7 tom już zakupiony i przeczytany prawie cały. Niestety, tym razem historie z wersji USA są baaardzo daleko w tyle za tymi od Brytyjczyków. Wersja UK nie jest już zwykłym zapychaczem, który miał się ukazaywać tylko dla wydania kolejnych odcinków serii. Brytyjskie przygody Transformerów są o wiele bardziej skomplikowane i mniej infantylne. W dodatku rysunki z Marvel US są na mizernym poziomie w porównaniu z tymi zza oceanu. Widać, że Brytyjczycy nie stanęli w miejscu tylko ciągle szlifowali swój warsztat.
THE EARTH WITHOUT ART IS JUST EHh...

Leon Kennedy

Ostanie 5 postów to Johnny Napalm :P
Żeby nie było, że post o niczym, to mam małe pytanko. Miałem kiedyś komiks z naszymi kochanymi robocikami i pojawił się tam Spider. Jak do tego doszło?

Johnny Napalm

A pewnie, że ja. Myślałem, że to już jasne, że co około dwa tygodnie możecie spodziewać się moich kilku słów o następnym tomie kolekcji z Transformerami.

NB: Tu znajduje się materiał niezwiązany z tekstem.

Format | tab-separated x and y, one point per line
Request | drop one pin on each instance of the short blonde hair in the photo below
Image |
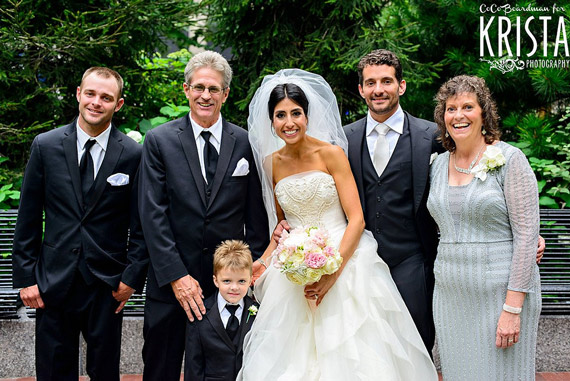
104	72
232	254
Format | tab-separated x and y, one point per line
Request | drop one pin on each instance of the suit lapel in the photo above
226	150
421	151
188	142
213	316
112	155
355	144
70	148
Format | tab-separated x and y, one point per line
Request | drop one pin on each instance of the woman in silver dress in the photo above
484	199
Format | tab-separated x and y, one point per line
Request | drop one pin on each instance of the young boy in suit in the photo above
214	345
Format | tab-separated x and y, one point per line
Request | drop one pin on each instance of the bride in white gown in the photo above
352	325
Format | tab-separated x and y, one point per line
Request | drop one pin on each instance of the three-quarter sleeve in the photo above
521	195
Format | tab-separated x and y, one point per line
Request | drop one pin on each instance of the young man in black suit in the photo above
199	186
215	344
80	274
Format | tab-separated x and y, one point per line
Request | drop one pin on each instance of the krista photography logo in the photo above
513	37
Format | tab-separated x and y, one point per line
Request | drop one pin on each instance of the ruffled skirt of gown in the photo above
361	330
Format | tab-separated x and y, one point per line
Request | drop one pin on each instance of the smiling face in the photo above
289	121
205	106
464	119
381	90
98	99
232	283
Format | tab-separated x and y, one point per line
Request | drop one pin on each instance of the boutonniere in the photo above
252	311
491	160
432	157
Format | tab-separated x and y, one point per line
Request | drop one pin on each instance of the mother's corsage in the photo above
304	255
491	160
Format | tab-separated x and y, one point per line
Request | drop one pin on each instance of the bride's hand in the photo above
257	270
319	289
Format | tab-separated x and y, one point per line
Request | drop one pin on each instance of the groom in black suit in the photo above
199	186
393	183
80	274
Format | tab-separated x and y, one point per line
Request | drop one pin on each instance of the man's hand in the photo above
122	295
189	294
278	232
541	247
31	297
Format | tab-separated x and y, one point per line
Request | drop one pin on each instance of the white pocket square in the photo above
242	168
118	179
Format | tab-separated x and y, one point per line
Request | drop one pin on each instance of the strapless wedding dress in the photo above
361	330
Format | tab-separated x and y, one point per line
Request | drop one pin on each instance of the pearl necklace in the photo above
468	170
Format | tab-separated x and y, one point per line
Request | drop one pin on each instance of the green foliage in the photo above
547	146
325	37
47	45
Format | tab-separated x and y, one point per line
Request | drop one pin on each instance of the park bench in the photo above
9	301
554	268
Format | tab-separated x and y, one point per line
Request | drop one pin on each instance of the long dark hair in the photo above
290	91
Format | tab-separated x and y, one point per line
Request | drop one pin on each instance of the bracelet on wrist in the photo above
511	309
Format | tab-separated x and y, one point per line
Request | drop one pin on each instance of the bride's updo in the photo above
290	91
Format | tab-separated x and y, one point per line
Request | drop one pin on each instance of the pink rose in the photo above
315	260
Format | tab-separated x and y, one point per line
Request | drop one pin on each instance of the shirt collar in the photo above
102	139
222	302
215	129
395	122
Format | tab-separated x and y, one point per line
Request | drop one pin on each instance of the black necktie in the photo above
233	322
210	158
86	169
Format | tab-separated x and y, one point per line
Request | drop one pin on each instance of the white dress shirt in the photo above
215	139
224	313
396	124
97	151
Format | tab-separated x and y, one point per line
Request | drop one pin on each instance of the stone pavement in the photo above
543	376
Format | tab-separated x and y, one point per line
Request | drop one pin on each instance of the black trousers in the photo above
89	309
164	340
415	281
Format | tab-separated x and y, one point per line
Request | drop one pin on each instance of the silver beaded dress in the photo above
489	234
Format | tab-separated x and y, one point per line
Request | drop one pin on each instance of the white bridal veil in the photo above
324	124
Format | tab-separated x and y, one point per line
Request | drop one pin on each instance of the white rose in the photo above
135	135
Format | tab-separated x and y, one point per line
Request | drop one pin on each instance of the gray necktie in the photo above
382	149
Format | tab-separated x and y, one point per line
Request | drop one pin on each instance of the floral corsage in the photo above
252	311
491	160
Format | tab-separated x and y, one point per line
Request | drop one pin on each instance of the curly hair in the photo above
380	57
462	84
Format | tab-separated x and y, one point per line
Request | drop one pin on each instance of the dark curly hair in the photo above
467	84
380	57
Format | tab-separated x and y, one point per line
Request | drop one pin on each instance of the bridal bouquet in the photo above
304	255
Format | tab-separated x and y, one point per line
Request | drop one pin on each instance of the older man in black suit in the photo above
80	274
199	186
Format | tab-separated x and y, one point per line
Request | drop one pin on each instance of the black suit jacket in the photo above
210	353
100	225
181	227
423	137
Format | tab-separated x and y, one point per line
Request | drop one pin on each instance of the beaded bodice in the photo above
311	198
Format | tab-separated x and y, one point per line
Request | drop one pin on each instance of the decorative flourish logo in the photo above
505	65
519	37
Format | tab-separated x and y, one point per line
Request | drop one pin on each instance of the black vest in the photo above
389	202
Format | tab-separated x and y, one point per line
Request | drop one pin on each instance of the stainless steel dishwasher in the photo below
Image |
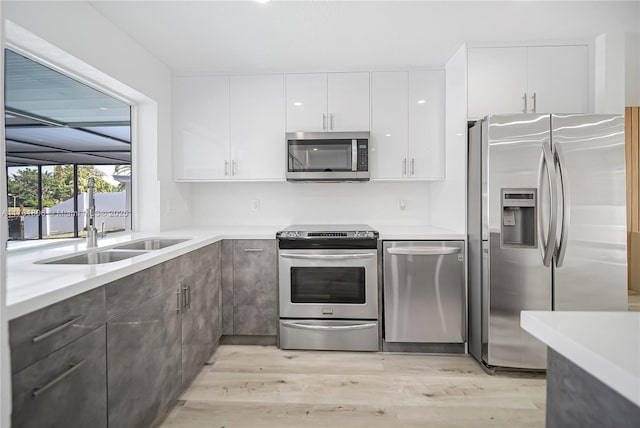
424	292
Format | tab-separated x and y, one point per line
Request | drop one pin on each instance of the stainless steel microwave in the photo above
327	156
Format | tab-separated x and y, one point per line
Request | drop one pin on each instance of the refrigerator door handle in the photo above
566	203
548	245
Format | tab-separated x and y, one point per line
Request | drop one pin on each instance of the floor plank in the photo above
262	386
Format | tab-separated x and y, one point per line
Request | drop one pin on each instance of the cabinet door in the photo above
257	127
496	80
65	389
559	78
144	361
200	317
348	102
389	124
255	287
200	127
306	102
426	158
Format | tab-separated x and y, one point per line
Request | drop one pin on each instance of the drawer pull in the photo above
73	367
58	329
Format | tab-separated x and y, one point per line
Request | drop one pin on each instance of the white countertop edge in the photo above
611	374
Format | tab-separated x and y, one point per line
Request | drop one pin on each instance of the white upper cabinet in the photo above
306	102
200	127
497	80
257	128
389	124
558	77
539	79
407	125
426	159
327	102
348	102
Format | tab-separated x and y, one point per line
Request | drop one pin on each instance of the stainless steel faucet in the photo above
92	231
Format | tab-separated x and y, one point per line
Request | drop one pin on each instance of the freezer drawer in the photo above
334	335
424	291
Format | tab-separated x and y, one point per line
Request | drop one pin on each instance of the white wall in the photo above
282	204
448	198
632	69
75	38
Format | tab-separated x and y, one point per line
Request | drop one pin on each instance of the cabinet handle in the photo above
534	102
55	330
73	367
187	296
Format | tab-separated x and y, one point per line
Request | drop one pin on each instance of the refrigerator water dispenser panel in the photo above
519	222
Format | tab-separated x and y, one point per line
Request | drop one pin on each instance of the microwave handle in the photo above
354	155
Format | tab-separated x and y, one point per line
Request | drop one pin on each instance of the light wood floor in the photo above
261	386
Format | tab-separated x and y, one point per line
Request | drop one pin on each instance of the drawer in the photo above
331	335
36	335
65	389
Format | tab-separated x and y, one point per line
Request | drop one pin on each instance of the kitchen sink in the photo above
150	244
93	257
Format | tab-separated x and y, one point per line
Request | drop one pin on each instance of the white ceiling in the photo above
248	37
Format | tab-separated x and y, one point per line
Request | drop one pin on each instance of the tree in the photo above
57	186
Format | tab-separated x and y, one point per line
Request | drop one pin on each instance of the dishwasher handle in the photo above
422	251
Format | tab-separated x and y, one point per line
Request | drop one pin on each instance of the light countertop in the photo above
33	286
605	344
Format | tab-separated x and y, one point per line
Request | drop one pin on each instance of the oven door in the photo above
328	284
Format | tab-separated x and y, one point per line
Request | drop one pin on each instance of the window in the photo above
59	132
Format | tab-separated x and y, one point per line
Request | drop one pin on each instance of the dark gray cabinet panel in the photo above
65	389
255	287
39	333
201	326
144	361
128	292
227	287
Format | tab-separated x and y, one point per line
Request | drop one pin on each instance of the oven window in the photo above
319	156
328	285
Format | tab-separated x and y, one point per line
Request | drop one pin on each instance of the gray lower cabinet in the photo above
144	361
201	316
65	389
255	287
39	333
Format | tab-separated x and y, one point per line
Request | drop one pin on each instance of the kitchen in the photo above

Zacznę od twojego pytania, Leon. Spider-Man pokazał się dosłownie tylko w jednym odcinku Transformers US #3. Trzeci numer, więc dosyć szybko twórcy robotów skorzystali z wspomagania się gościnnym występem. Jak chcesz to zobaczyć w Polsce, to musisz kupić pierwszy numer kolekcji.

Kolekcje Hachette współpracują ze sobą, dlatego w odcinku z Pajęczakiem mamy stopkę z informacją, że opisane tu wydarzenia miały miejsce przed #258 The Amazing Spider-Man. To był kluczowy numer w dziejach Petera, bowiem Mary Jane dowiedziała się, że jest on Spiderem, a on sam dowiedział się od Fantastycznej Czwórki, że jego strój to tak naprawdę obcy pasożyt.

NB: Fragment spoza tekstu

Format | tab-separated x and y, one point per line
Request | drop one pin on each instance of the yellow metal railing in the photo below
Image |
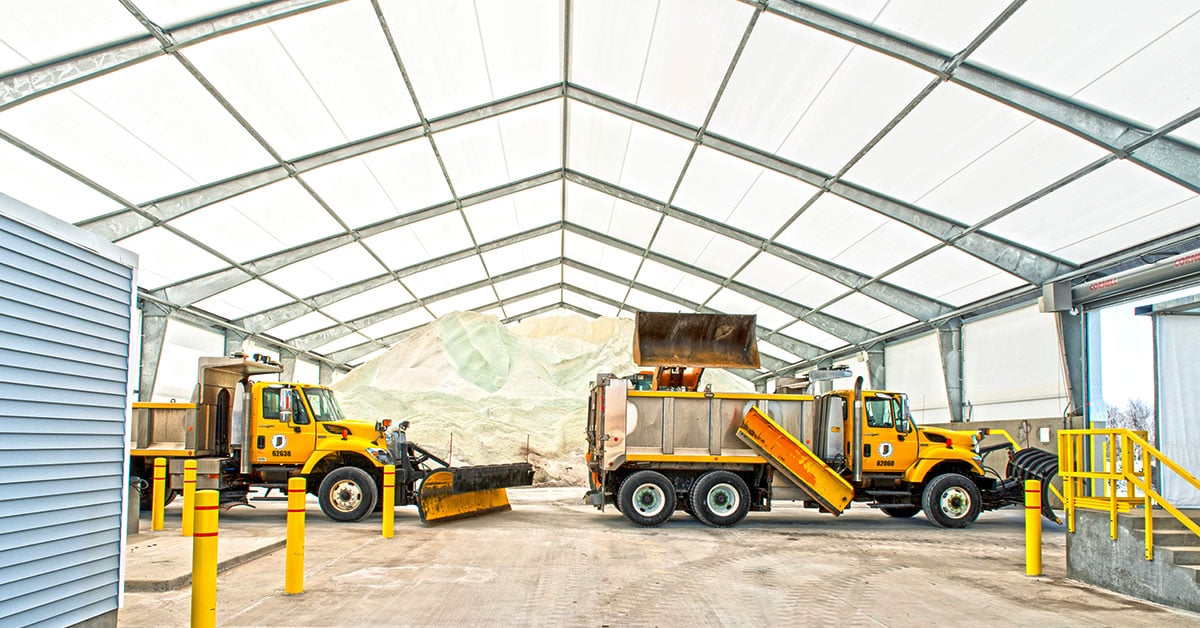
1095	482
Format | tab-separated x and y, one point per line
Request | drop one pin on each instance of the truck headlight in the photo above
382	455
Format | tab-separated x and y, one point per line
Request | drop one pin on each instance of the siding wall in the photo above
65	312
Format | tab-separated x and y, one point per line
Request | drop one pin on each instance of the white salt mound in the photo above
491	387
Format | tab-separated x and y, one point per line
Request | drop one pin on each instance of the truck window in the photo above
879	413
324	406
271	405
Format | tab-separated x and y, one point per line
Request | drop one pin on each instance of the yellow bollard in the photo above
1032	527
204	560
159	497
293	568
189	496
389	501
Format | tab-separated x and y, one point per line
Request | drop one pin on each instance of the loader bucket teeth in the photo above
1036	465
669	339
469	491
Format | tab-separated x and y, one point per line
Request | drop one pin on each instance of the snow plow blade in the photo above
1035	465
670	339
469	491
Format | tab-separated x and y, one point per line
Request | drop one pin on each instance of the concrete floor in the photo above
553	561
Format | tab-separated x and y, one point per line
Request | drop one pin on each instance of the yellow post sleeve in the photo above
189	496
1032	527
204	560
159	497
389	501
293	569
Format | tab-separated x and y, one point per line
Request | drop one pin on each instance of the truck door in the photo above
286	431
888	442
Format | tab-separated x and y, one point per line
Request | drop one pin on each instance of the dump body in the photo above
245	434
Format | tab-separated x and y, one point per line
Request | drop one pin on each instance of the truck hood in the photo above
354	429
952	437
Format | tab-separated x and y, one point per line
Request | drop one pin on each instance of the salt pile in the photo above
493	386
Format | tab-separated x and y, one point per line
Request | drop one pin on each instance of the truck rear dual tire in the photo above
952	500
347	494
647	498
720	498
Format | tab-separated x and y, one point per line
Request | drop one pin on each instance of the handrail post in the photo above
189	497
159	497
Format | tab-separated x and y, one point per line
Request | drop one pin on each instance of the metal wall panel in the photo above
65	321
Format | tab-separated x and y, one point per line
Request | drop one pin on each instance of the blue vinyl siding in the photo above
64	399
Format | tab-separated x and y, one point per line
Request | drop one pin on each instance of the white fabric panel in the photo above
1012	368
1134	58
343	342
528	282
601	256
951	127
183	346
261	222
447	276
421	241
1113	208
587	303
465	301
863	310
915	368
370	301
39	185
1179	431
610	215
623	153
677	282
855	237
166	258
523	255
739	193
41	31
244	300
503	149
325	271
396	324
381	185
516	213
301	326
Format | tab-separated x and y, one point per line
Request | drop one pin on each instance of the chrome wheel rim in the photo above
955	502
723	500
649	500
346	496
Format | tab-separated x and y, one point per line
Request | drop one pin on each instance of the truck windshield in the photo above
324	406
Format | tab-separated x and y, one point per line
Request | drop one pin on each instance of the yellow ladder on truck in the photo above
797	462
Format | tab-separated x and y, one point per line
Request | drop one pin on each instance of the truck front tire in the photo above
647	498
720	498
347	494
952	500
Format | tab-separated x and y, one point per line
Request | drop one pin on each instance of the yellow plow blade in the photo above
469	491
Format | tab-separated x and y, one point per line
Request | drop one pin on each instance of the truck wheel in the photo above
347	494
952	500
647	498
900	512
720	498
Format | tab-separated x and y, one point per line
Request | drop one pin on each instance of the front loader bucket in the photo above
1035	465
469	491
669	339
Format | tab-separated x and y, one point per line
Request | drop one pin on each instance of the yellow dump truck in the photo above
245	434
657	443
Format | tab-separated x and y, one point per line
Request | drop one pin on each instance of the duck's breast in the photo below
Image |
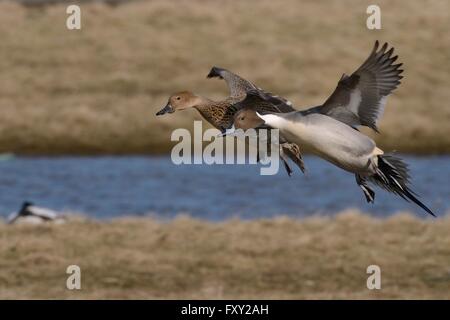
332	140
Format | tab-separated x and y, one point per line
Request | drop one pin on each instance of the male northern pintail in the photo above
330	130
29	213
220	113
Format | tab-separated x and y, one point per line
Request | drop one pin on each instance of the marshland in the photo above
78	134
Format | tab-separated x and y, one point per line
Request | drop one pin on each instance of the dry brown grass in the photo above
270	258
97	90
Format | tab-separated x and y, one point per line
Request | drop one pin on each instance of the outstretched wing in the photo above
239	87
359	99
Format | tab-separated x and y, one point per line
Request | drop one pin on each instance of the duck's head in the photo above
246	119
179	101
24	208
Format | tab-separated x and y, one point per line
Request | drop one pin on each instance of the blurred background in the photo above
78	133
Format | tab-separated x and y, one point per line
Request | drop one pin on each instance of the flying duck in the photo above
220	113
330	130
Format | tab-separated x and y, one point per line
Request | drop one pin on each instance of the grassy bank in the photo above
271	258
97	90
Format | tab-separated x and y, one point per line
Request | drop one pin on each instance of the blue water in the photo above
105	187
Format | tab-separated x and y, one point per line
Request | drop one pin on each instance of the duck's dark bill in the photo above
167	109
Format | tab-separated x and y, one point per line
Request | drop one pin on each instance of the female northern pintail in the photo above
330	130
29	213
220	113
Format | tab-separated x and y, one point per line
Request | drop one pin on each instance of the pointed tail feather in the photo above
392	175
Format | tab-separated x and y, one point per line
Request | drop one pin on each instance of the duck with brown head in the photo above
221	113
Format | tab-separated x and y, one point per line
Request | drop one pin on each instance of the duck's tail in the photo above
392	175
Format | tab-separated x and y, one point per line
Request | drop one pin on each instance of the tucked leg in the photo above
368	193
293	152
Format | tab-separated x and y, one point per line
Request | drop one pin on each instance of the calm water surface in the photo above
105	187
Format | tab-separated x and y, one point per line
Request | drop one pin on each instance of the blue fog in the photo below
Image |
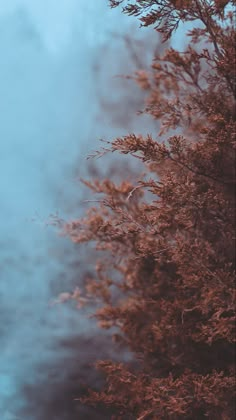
48	107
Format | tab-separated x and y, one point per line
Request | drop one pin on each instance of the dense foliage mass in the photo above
166	281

Tutaj Peter jeszcze dobrze się czuł ze swoim kostiumem. Rzucał w Transformersach co chwile lepszymi lub gorszymi kawałkami. Na przykład na pytanie Gears'a, czy wszyscy Ziemianie są tacy jak on, pajęczak mówi, że wtedy dopiero byłoby niezręcznie. Inny jego fajny tekst to ten do Ravage – Nie słyszałeś, że mamy tydzień dobroci dla Spider-Mana?


A teraz krótko na temat tomu ósmego. Brytyjska część historii to jest istna jazda bez trzymanki. Galvatron to naprawdę niezły skurczybyk. Jest szalony i praktycznie niezniszczalny. Tyle razy dostał tu w ryj, strzelano do niego, rażono prądem i nic. Koniec końców, żeby wiedzieć jak to się skończyło to musicie to przeczytać. Najbardziej podobały mi się te części historii tworzone przez Geoff'a Seniora. Kreska bardzo uproszczona, ale pasująca do kanciastego świata Transformerów. Dodatkowo widać, że artysta świetnie operuje językiem komiksu – te skróty perspektywiczne, bliskie i dalekie plany oraz dynamiczne kadry – nieźle to wygląda.

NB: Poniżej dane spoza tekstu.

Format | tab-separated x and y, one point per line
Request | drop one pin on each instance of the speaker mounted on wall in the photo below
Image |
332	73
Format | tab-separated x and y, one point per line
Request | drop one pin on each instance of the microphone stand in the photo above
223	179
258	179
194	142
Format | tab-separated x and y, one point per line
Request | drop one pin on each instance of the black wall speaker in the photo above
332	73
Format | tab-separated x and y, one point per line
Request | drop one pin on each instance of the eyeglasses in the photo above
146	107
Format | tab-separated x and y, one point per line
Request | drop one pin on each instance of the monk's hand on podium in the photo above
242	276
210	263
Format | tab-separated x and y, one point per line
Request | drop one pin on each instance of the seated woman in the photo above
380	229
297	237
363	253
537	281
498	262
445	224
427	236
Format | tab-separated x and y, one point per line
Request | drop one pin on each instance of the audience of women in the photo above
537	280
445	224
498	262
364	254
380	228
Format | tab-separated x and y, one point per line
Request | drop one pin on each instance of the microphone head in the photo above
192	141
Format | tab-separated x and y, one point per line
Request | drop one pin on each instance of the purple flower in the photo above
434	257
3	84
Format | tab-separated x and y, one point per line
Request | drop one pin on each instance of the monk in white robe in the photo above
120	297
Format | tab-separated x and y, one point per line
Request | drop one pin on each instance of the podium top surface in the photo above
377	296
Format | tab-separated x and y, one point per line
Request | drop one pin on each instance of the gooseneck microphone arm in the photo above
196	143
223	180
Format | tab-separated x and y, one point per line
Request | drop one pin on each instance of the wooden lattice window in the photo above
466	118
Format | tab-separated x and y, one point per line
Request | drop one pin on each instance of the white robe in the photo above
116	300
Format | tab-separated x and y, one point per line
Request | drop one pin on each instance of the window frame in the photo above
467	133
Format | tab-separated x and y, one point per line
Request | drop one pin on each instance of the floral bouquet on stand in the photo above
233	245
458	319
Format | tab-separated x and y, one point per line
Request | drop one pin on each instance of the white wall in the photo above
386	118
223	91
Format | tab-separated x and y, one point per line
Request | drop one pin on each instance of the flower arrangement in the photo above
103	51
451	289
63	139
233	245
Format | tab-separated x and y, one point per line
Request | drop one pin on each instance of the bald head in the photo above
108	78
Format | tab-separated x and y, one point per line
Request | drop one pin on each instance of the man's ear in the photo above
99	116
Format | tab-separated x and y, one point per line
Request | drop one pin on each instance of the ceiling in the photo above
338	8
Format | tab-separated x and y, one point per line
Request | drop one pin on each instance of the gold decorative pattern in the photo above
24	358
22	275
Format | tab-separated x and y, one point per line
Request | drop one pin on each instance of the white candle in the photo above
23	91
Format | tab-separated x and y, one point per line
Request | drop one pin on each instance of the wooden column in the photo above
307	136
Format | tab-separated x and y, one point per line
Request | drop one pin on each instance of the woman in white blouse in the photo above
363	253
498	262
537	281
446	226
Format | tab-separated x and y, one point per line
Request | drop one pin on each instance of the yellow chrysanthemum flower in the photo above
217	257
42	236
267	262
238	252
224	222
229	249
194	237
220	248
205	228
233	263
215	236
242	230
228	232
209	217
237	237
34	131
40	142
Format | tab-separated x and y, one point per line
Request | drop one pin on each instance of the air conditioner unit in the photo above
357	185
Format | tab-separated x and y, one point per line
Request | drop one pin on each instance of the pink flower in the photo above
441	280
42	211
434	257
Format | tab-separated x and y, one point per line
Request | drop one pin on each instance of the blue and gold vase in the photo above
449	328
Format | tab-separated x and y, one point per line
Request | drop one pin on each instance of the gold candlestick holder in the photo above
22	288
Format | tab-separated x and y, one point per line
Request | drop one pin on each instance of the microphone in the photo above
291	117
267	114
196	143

W części amerykańskiej jest znowu ubogo. Dosłownie tylko dwa numery z wersji US, trochę mało. No ale tu Autoboty muszą wybrać swojego nowego lidera. Wybór pada na... Musicie przeczytać, żeby się tego dowiedzieć. :D
THE EARTH WITHOUT ART IS JUST EHh...

Johnny Napalm

No głupio, że tylko ja piszę, ale co tam. Dziewiąty tom kolekcji już u mnie. Jest to chyba najsłabszy tom do tej pory, pod względem takich sobie rysunków, a przede wszystkim niewciągających historii. Są tu co prawda z dwa-trzy wątki, które będą rozwinięte w dalszych numerach, ale i bez przeczytania tego wszystkiego nic się nie straci.

Plusem jest pierwsza – brytyjska – część 9 tomu, gdzie Transformery łączą siły przeciwko wspólnemu wrogowi z G.I.Joe. Co prawda tu posługują oni się swoją brytyjską nazwą Action Force, ale to właśnie oni. Chwalony wcześniej przeze mnie Geoffrey Senior tu wypadł poniżej poziomu do którego zdążył przyzwyczaić.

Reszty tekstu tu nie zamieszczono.